Geographical data and map views are defined in a Coordinate Reference Systems (CRS). There are many different coordinate systems, which can be used for different purposes. It is for example very common to use a Mercator coordinate projection for visualization of worldwide data on a map. In contrast, Mercator is not recommended for calculations or data storage, because of risk for lack of precision, especially near the poles.
An application often needs to handle geodata in different CRSs or visualize it in another CRS than the CRS of the data source. This means that the data needs to be reprojected at some point. These projections can both affect performance and cause a loss of accuracy if they are not performed efficiently.
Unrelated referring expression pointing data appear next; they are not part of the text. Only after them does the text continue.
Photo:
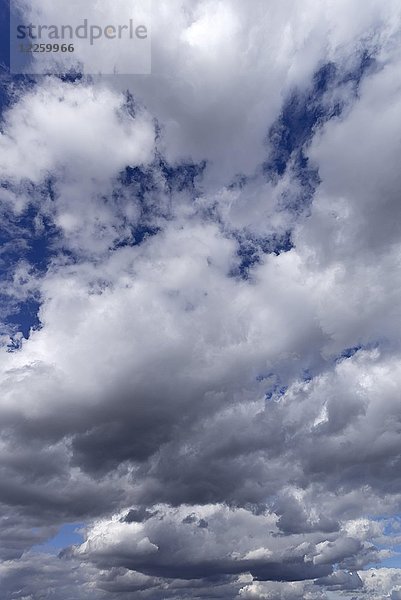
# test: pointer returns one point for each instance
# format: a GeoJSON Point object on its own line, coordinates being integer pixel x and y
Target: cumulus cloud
{"type": "Point", "coordinates": [212, 385]}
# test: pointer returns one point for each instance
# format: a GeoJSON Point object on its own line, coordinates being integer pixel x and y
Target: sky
{"type": "Point", "coordinates": [200, 315]}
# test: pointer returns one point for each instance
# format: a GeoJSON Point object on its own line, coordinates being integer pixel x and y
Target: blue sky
{"type": "Point", "coordinates": [199, 308]}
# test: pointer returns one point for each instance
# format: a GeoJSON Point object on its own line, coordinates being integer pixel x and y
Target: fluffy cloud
{"type": "Point", "coordinates": [224, 420]}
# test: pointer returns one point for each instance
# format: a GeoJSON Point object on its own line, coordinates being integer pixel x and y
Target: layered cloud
{"type": "Point", "coordinates": [211, 384]}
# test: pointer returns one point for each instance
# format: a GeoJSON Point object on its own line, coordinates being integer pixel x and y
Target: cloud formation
{"type": "Point", "coordinates": [212, 382]}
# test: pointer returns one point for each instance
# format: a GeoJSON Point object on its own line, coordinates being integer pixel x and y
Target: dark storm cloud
{"type": "Point", "coordinates": [184, 395]}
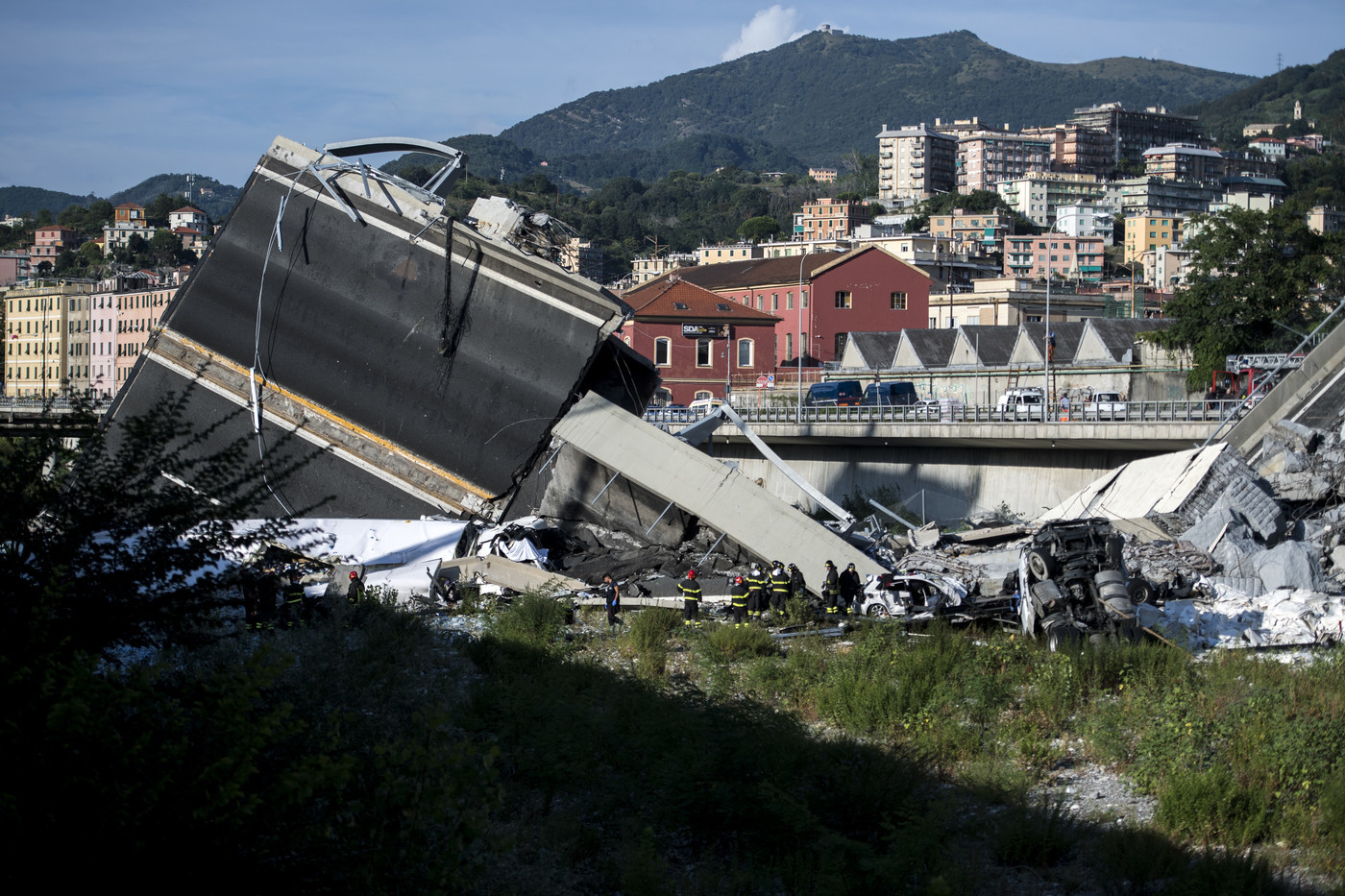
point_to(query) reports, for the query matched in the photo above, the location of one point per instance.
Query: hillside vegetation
(827, 93)
(1321, 89)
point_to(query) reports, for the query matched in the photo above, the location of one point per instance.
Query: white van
(1021, 403)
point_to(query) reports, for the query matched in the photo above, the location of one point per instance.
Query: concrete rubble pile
(1214, 553)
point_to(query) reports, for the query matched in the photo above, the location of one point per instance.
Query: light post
(797, 350)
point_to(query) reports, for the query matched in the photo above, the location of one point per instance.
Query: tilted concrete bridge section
(948, 470)
(690, 482)
(1314, 396)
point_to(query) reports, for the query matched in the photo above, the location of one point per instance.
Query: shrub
(725, 643)
(535, 619)
(1210, 806)
(651, 627)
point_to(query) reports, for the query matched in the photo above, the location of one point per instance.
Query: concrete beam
(719, 496)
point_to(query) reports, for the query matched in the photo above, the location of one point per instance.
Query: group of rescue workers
(762, 590)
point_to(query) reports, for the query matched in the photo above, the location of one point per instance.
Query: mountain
(827, 93)
(20, 201)
(217, 204)
(1321, 89)
(487, 157)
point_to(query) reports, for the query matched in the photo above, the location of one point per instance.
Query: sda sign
(712, 331)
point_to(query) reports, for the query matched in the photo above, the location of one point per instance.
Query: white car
(1021, 403)
(1105, 405)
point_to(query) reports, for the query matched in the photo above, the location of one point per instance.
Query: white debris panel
(1177, 490)
(1231, 619)
(372, 543)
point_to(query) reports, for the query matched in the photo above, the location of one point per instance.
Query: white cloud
(769, 29)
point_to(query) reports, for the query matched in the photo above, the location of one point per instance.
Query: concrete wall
(955, 480)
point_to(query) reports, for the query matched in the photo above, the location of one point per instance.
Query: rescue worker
(739, 594)
(850, 590)
(296, 608)
(690, 590)
(831, 588)
(797, 587)
(759, 587)
(611, 596)
(779, 587)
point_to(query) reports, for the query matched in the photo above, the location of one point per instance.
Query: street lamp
(797, 350)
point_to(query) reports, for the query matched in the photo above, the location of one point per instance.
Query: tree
(760, 228)
(1255, 278)
(120, 545)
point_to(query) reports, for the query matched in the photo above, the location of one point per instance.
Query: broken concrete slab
(1176, 490)
(1290, 564)
(417, 359)
(508, 573)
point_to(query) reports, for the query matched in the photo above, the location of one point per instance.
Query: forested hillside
(1320, 87)
(829, 93)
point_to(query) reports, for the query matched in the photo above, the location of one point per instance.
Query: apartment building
(49, 242)
(985, 159)
(1327, 220)
(581, 257)
(1159, 195)
(1270, 147)
(1186, 161)
(915, 164)
(1133, 131)
(1086, 220)
(1150, 230)
(721, 254)
(128, 221)
(124, 311)
(646, 268)
(37, 339)
(830, 218)
(1036, 197)
(1053, 254)
(971, 230)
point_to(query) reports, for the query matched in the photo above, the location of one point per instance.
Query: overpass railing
(1120, 412)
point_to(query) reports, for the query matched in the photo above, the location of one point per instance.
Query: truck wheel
(1041, 566)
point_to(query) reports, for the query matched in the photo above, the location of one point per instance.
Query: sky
(101, 96)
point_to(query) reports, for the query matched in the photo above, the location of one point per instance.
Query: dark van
(890, 395)
(838, 392)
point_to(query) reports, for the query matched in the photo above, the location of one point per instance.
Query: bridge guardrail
(1127, 412)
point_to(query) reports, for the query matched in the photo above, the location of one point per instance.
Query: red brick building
(698, 341)
(860, 291)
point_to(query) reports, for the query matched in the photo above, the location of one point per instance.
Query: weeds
(726, 643)
(535, 619)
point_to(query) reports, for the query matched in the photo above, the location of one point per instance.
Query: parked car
(890, 395)
(1105, 405)
(938, 409)
(1021, 403)
(701, 406)
(836, 393)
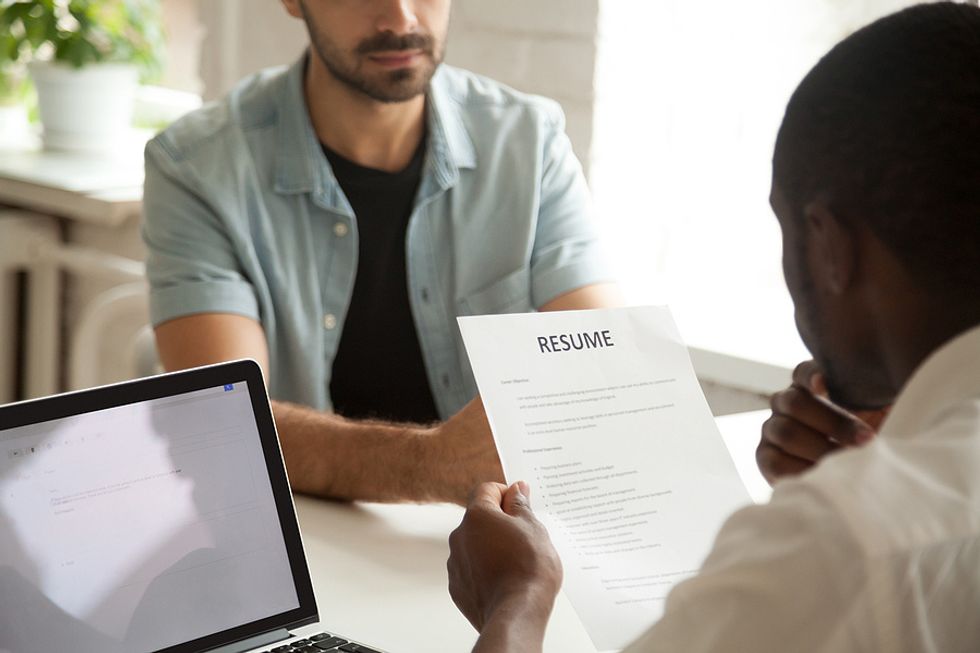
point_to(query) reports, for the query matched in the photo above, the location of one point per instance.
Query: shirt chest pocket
(508, 294)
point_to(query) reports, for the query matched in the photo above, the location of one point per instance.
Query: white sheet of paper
(601, 413)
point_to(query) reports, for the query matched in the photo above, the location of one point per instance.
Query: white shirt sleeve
(779, 578)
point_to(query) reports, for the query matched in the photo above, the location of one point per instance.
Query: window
(689, 98)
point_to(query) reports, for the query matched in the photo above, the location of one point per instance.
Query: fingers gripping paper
(600, 411)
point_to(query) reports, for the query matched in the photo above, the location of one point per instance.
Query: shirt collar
(301, 166)
(947, 377)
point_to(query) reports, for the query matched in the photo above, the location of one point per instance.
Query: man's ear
(833, 248)
(292, 6)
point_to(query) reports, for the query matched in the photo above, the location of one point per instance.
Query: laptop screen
(145, 525)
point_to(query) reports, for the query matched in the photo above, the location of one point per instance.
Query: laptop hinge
(253, 642)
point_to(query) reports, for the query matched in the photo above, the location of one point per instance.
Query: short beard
(395, 86)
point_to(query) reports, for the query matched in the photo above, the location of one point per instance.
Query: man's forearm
(518, 627)
(330, 456)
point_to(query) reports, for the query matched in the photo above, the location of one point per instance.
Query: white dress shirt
(875, 549)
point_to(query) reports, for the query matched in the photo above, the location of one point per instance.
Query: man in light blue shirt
(260, 243)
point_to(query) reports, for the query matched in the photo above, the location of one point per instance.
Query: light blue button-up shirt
(242, 214)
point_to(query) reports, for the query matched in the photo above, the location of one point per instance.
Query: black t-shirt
(378, 371)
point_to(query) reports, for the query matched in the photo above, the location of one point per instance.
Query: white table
(380, 570)
(98, 197)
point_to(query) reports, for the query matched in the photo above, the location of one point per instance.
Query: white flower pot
(84, 109)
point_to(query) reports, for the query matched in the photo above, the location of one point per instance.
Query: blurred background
(672, 108)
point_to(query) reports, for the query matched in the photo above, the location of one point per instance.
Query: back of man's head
(886, 131)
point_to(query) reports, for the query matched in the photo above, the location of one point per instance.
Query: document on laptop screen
(138, 527)
(601, 413)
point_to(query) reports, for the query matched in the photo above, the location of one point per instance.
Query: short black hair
(886, 130)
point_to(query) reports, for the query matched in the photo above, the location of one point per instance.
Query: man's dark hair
(886, 130)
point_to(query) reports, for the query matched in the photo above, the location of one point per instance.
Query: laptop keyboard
(322, 642)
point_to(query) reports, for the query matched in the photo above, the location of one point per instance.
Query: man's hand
(504, 573)
(465, 445)
(805, 426)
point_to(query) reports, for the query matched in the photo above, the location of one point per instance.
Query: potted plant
(86, 58)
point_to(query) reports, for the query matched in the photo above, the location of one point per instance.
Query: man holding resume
(876, 186)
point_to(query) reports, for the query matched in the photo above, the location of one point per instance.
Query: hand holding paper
(601, 413)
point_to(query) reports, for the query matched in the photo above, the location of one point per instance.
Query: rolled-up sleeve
(192, 264)
(567, 250)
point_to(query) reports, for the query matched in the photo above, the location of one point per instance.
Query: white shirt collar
(947, 376)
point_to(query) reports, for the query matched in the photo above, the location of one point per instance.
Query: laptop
(153, 516)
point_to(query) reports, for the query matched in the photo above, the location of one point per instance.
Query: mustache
(390, 42)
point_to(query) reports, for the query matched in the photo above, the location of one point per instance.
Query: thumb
(516, 499)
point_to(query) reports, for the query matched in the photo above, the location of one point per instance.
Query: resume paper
(601, 413)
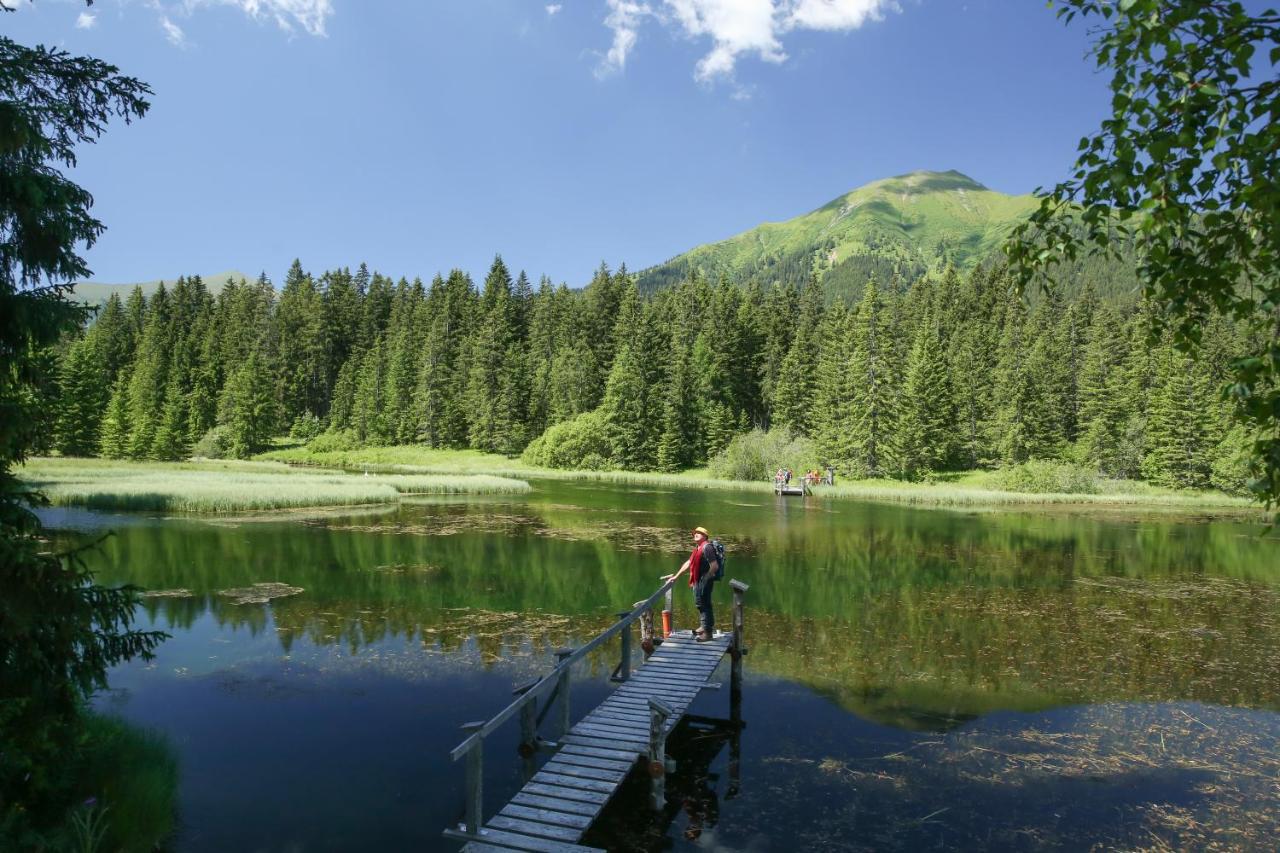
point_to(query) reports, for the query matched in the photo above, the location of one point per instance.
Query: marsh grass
(965, 489)
(227, 487)
(129, 780)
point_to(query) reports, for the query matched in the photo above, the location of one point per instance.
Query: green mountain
(97, 292)
(908, 226)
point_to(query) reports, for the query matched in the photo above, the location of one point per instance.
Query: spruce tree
(115, 423)
(83, 400)
(251, 407)
(928, 418)
(873, 368)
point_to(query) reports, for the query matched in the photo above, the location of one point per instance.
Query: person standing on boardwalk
(703, 565)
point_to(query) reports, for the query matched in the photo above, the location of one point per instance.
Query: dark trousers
(703, 602)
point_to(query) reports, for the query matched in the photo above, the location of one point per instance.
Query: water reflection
(917, 678)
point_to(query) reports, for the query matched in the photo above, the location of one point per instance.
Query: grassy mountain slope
(910, 224)
(97, 293)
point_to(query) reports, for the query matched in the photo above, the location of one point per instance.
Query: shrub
(758, 454)
(306, 427)
(1043, 477)
(1232, 468)
(213, 445)
(342, 439)
(571, 443)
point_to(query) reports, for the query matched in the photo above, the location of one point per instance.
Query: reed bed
(973, 489)
(227, 487)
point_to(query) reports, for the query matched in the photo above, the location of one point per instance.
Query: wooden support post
(562, 689)
(668, 614)
(658, 714)
(625, 671)
(737, 649)
(475, 780)
(647, 643)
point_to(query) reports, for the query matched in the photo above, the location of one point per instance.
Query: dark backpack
(718, 547)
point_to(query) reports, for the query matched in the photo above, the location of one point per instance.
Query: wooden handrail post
(658, 714)
(668, 614)
(647, 630)
(562, 689)
(475, 780)
(625, 670)
(739, 648)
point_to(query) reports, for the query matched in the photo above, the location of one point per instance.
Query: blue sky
(425, 135)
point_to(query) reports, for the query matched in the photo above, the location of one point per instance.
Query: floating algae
(259, 593)
(167, 593)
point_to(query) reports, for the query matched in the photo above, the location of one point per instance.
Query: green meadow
(224, 487)
(969, 488)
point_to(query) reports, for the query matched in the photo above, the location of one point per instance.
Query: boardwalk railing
(553, 685)
(534, 699)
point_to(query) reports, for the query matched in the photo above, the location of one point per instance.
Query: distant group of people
(810, 478)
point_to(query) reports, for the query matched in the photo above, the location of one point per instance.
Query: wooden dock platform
(561, 799)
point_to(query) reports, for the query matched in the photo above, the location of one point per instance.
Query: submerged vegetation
(224, 487)
(954, 373)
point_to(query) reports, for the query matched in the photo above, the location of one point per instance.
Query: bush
(1043, 477)
(342, 439)
(213, 445)
(758, 455)
(576, 443)
(306, 427)
(1232, 468)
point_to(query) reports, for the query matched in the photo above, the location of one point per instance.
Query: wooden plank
(565, 780)
(606, 742)
(516, 842)
(557, 804)
(597, 752)
(561, 792)
(563, 769)
(588, 761)
(615, 720)
(535, 829)
(545, 816)
(627, 735)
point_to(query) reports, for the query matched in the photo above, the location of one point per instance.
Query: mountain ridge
(905, 226)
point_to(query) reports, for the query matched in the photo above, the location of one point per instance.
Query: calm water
(918, 678)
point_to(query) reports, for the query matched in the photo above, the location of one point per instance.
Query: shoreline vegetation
(956, 489)
(208, 486)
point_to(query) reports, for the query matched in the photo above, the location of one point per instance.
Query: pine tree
(1182, 423)
(83, 400)
(831, 414)
(150, 377)
(115, 423)
(928, 416)
(1105, 406)
(251, 406)
(876, 386)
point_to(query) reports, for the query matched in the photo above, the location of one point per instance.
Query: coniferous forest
(954, 372)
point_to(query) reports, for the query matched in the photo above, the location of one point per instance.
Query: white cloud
(735, 27)
(310, 16)
(624, 19)
(173, 32)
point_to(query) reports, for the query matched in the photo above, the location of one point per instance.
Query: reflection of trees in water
(928, 658)
(918, 617)
(1116, 776)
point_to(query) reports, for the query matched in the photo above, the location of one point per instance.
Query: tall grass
(128, 778)
(224, 487)
(967, 489)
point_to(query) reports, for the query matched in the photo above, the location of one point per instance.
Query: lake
(917, 679)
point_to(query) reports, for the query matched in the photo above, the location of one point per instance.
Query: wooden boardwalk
(561, 801)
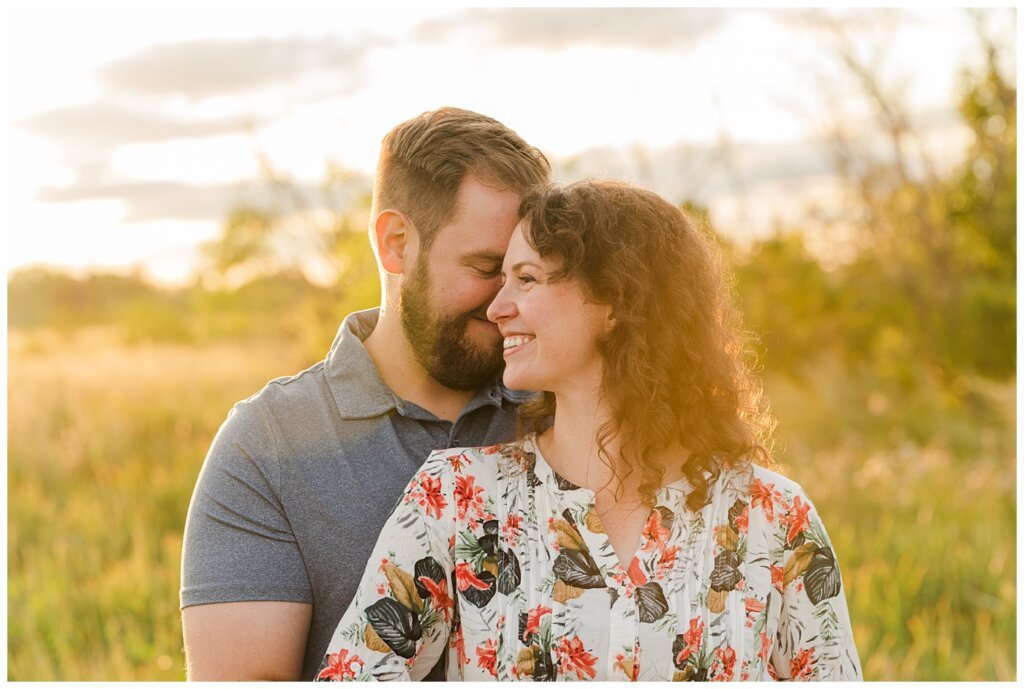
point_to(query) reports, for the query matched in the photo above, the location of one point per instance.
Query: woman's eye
(487, 273)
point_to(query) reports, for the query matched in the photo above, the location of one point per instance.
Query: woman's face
(550, 330)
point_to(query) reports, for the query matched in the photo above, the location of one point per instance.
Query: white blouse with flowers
(506, 573)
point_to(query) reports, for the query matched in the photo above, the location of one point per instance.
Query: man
(302, 476)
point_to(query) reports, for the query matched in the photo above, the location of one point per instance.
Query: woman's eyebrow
(520, 264)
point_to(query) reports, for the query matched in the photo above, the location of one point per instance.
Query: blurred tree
(932, 281)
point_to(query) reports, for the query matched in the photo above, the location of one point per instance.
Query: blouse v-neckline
(670, 497)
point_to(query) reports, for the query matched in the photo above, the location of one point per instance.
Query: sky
(131, 133)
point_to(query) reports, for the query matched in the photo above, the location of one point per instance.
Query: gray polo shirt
(301, 477)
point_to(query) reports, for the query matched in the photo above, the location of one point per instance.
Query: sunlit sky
(131, 132)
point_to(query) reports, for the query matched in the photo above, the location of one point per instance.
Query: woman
(633, 537)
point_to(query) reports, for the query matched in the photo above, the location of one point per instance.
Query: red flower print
(467, 496)
(726, 658)
(465, 577)
(668, 560)
(534, 618)
(572, 657)
(511, 529)
(796, 519)
(431, 497)
(486, 656)
(742, 521)
(765, 496)
(636, 573)
(654, 533)
(439, 600)
(458, 642)
(692, 639)
(753, 605)
(802, 665)
(458, 461)
(339, 666)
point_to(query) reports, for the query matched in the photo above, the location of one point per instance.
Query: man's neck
(398, 369)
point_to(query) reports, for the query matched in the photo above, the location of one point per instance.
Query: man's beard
(439, 341)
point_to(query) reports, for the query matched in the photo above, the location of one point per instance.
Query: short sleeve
(398, 623)
(814, 639)
(239, 545)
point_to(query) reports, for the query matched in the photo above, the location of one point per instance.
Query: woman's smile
(514, 343)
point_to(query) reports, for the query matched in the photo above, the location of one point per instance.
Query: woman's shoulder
(749, 480)
(485, 464)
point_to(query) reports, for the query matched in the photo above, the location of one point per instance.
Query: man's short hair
(424, 160)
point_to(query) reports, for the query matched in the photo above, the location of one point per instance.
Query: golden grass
(105, 441)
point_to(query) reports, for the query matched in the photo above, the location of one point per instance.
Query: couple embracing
(543, 458)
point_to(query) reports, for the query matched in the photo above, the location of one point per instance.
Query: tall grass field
(105, 441)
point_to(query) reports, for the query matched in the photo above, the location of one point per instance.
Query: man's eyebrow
(482, 256)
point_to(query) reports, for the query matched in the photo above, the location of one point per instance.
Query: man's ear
(396, 240)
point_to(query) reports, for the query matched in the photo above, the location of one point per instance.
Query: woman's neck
(569, 445)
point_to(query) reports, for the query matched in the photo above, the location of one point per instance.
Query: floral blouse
(500, 568)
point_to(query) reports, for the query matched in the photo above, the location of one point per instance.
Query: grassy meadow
(105, 440)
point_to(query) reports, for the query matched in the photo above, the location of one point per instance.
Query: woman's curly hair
(675, 364)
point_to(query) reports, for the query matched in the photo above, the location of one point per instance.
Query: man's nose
(502, 307)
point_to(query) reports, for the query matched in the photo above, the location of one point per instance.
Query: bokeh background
(187, 198)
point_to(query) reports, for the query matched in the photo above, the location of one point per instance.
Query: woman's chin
(513, 382)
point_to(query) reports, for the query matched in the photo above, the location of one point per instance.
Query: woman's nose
(502, 307)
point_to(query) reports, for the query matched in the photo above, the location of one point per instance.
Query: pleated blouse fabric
(497, 567)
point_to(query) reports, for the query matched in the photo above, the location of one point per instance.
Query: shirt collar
(358, 390)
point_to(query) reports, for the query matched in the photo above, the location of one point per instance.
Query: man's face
(444, 300)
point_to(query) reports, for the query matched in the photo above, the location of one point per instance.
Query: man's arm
(259, 640)
(246, 602)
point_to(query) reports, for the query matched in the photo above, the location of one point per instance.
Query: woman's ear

Carmenta Engine has in-depth support for efficient coordinate transformations. In this article, we will describe how geographical coordinates are generally handled in the Carmenta Engine workflow, as well as go into some more advanced use cases and best practices.
Coordinates are in most cases automatically transformed in Carmenta Engine configurations. In this article, the examples will be taken from Carmenta Studio, but keep in mind that the behavior is exactly the same when working with the Carmenta Engine API.
The following chart shows a basic Carmenta Studio example.
After the data is returned by the ReadOperator, the Features typically pass through additional operators, such as a VisualizationOperator, and an OrdinaryLayer, before arriving to the View. At this point, Carmenta Engine reprojects the data on-the-fly from its current CRS to the CRS of the View (Wgs84MercatorWeb in this example), if they differ from each other.
Note: Generally, Coordinates should be transformed as late as possible, after any filtering, to avoid unnecessary calculations and achieve the best performance. In the general case, especially when for very dynamic data that can’t benefit from caching, it is preferable to use the same CRS for both the DataSet and the View. This will avoid unnecessary frequent reprojections.
Because not all applications are that simple and there are also some exceptions, there is a more complex scenario below. The single use cases which potentially need more attention are marked with an orange symbol. Let’s consider here that every DataSet has a different CRS.
Case A: Multiple data in different CRSs as input to the View
All input sources will be automatically reprojected to the View CRS.
Carmenta Engine provides many operators which can perform geodetic/geometric calculations, filtering, or similar processes. A unary operator has only one data input. In the typical case, no projection is needed, and operators work out-of-the-box.
Note: In some cases, the CRS of the data is not suitable for the operation, such as special analysis calculations. It could also be that the operator has a different output or behavior based on different CRSs, such as RectangleClipOperator which can depend on the View CRS.
Hints: First have a look at the documentation for the operator, to check if it has a property to specify which CRS to use for the operation. An alternative is to use a ProjectOperator to reproject the features to the desired CRS, before the operation is applied.
Best Practice: An early projection of the whole data source is more expensive than letting Carmenta Engine project it for displaying on the View, so make sure to use the ProjectOperator only when needed.
When operators have multiple inputs, the data in each input can have a different CRS. In that case, projection is usually done automatically within the operator. The target CRS, which will be applied to the output, is chosen by the operator.
Note: It is possible that the CRS automatically chosen by the operator is not always the best. Operators are also sometimes unable to perform certain projections automatically; for example, the VerticalProfileOperator needs all its inputs to use the same CRS, in order to transform them into the special NonGeoreferenced CRS.
Hints: Like in case B, the first step is to check the documentation of the operator and its inputs for special treatment of the CRS. If necessary, the next step is to use a ProjectOperator.
Best Practice: Transforming rasters is particularly costly. When working with elevation data, for example, it is better to reproject the non-raster data, such as the vertical profile source line, rather than reprojecting the elevation data.
Usually, the CRS is automatically read by the DataSet from the metadata in the source files or the source database.
Note: Some user-specific CRSs could be read incorrectly, or sometimes no CRS is available in the metadata.
Hints: You can manually specify the CRS property on the DataSet. Have a look at this article to find out find out more: Letting a DataSet read its CRS from data files. There are also many ways to construct a CRS, such as from an EPSG code, from Well Known Text, or from the area of use. For more info, have a look at the Crs class (Crs construction) in the documentation.